How to read this graph:

In the above graph, the red values depict which features contributed towards model classifying the deployment as "Anomalous", and the blue values depict which features contributed towards classifying it as "Normal". The wider the "tape" (i.e. higher the magnitude of SHAP value), the more impactful the corresponding feature was. Positive values indicate that the feature tipped the decision towards "Anomalous", and negative values indicate it tipped it towards "Normal".

In context of LoF model, for this deployment, features such as number of nodes (nodes) had small and negative Shapley values. This implies that these weren't that crucial in deciding "Anomalous vs Normal", but still pushed the decision towards "Normal" by a slight amount.

However, the API request rate (api_req) and change in etcd objects in the last 6 hours (etcd_object_delta) had high and positive Shapley values i.e. they significantly pushed the decision towards "anomalous".

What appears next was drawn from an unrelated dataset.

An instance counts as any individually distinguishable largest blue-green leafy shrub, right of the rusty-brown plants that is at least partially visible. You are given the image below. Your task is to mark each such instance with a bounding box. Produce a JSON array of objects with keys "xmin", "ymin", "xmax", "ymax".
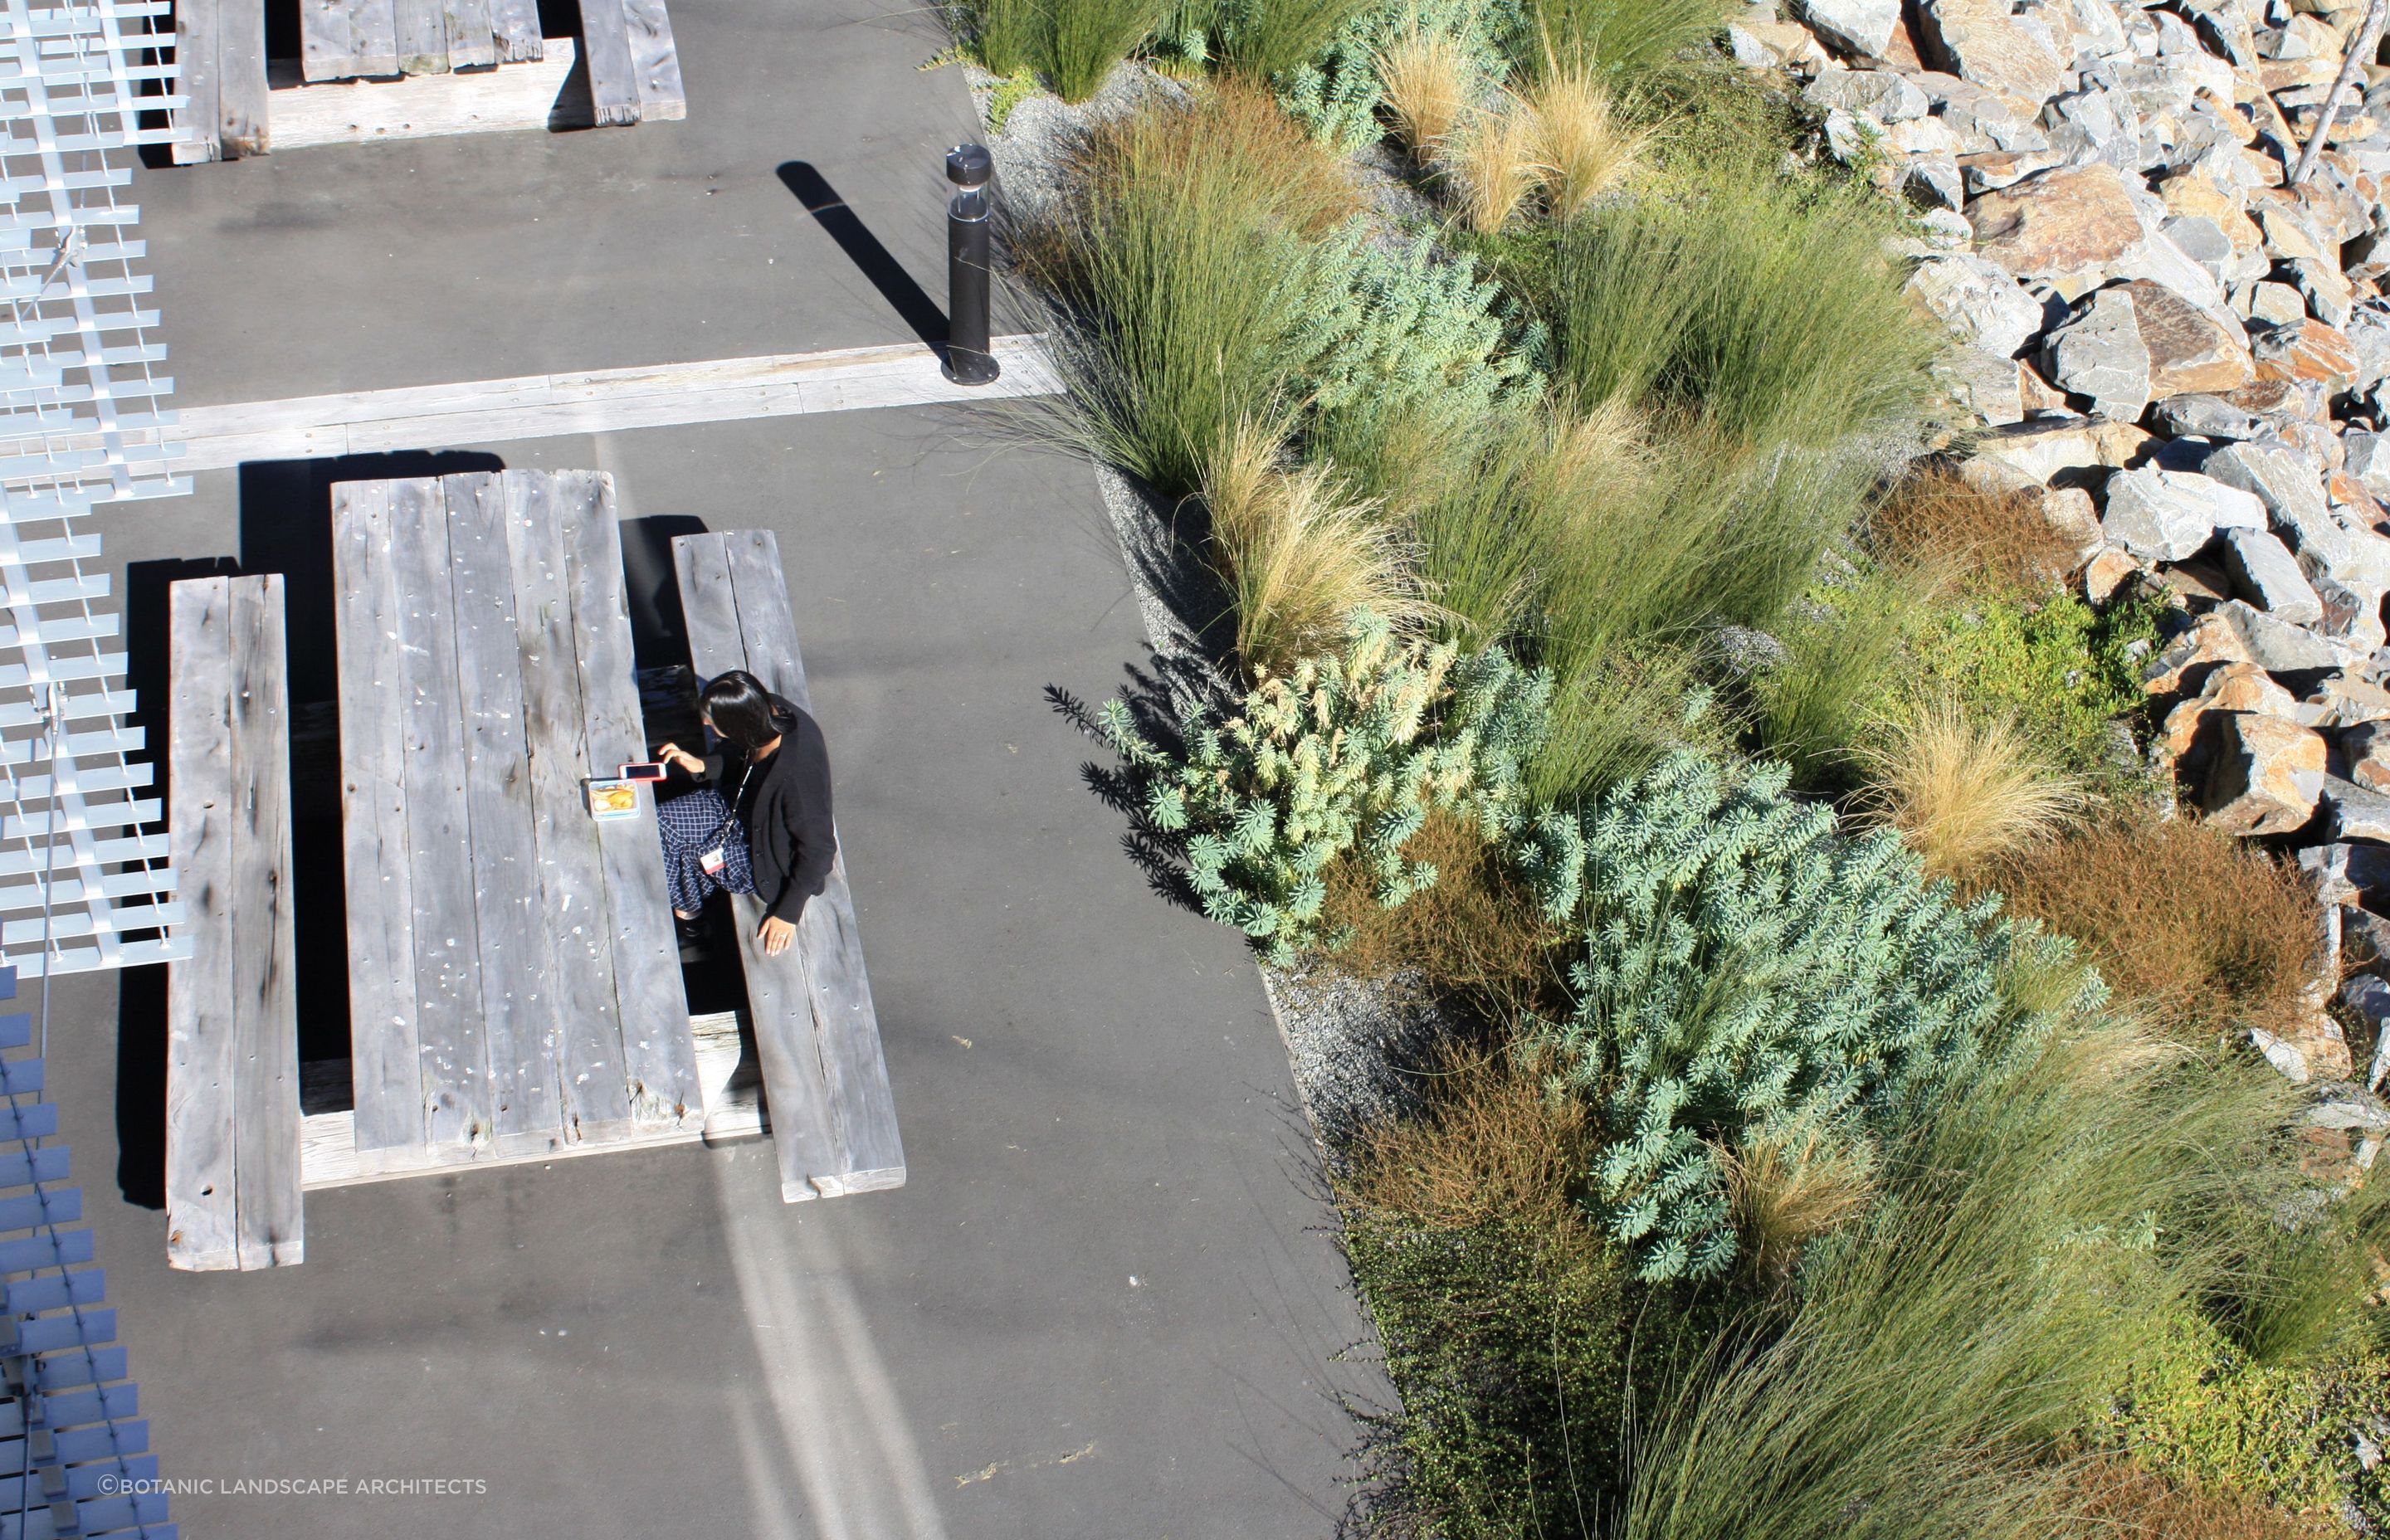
[{"xmin": 1518, "ymin": 753, "xmax": 2099, "ymax": 1279}]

Most other features had 0 Shapley values, meaning they did not have a huge impact on the model's decision.

[55]
# calculate shapley values for isolation forest model
dt_explainer = shap.TreeExplainer(if_dt, data=X_df, model_output="raw")
np.random.seed(42)
dt_shap_values = dt_explainer.shap_values(X_df)
[56]
# visualize the prediction's explanation (use matplotlib=True to avoid Javascript)
dt_explainer_ind = 1
shap.force_plot(
    base_value=dt_explainer.expected_value[dt_explainer_ind],
    shap_values=dt_shap_values[dt_explainer_ind][
        X_df.index.get_loc(test_id), :
    ],
    features=X_df.iloc[X_df.index.get_loc(test_id), :],
    feature_names=X_df.columns,
    matplotlib=True,
    text_rotation=60,
)
divide by zero encountered in double_scalars

How to read this graph:

This graph is to be read in a similar way as the one above.

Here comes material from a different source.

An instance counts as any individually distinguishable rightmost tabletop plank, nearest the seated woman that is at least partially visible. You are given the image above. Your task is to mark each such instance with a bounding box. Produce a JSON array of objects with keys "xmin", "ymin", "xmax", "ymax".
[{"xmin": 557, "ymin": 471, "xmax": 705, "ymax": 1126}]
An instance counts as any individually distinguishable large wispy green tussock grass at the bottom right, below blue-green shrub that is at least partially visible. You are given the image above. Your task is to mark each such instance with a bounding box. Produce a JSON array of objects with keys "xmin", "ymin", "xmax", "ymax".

In context of Isolation Forest model, for this deployment, features such as memory usage by OpenShift compoenents (openshift:memory_usage_bytes:sum) had small and negative Shapley values. This means, they weren't that crucial in deciding "Anomalous vs Normal", but still pushed the decision towards "Normal" by a slight amount.

But, the api request rate (api_req) had a high, positive Shapley value. Meaning, it significantly pushed the decision towards "Anomalous".

Most of other features had 0 Shapley values, meaning they did not have a huge impact on the model's decision.

Conclusion

In this notebook we showed how to collect various metrics that characterize OpenShift deployments, how to put them in a format usable for data science purposes, and finally how to train anomaly detection models. We also showed how histograms and Shapley values can be used to help understand why these models labelled some particular deployments as anomalous and others as normal.

The methods used here were unsupervised - there is no mathematical way of evaluating meaningfulness of results. So as a proxy for true labels, we compared the alerts firing across deployments marked anomalous and normal. As seen above, anomalous deployments tend to have a lot more alerts firing than normal ones. The histograms also show that the metric values for anomalous deployments tend to be "out of the ordinary". Lastly, the SHAP explanations also seem quite reasonable (e.g. high number of etcd objects, high api req/s, etc. seem plausible causes for "anomalousness" in deployments). These results suggest that our models are generating somewhat meaningful results. But to confirm this, we need to get these results to SMEs / support engineers and get their feedback. This will also help us iteratively improve the models.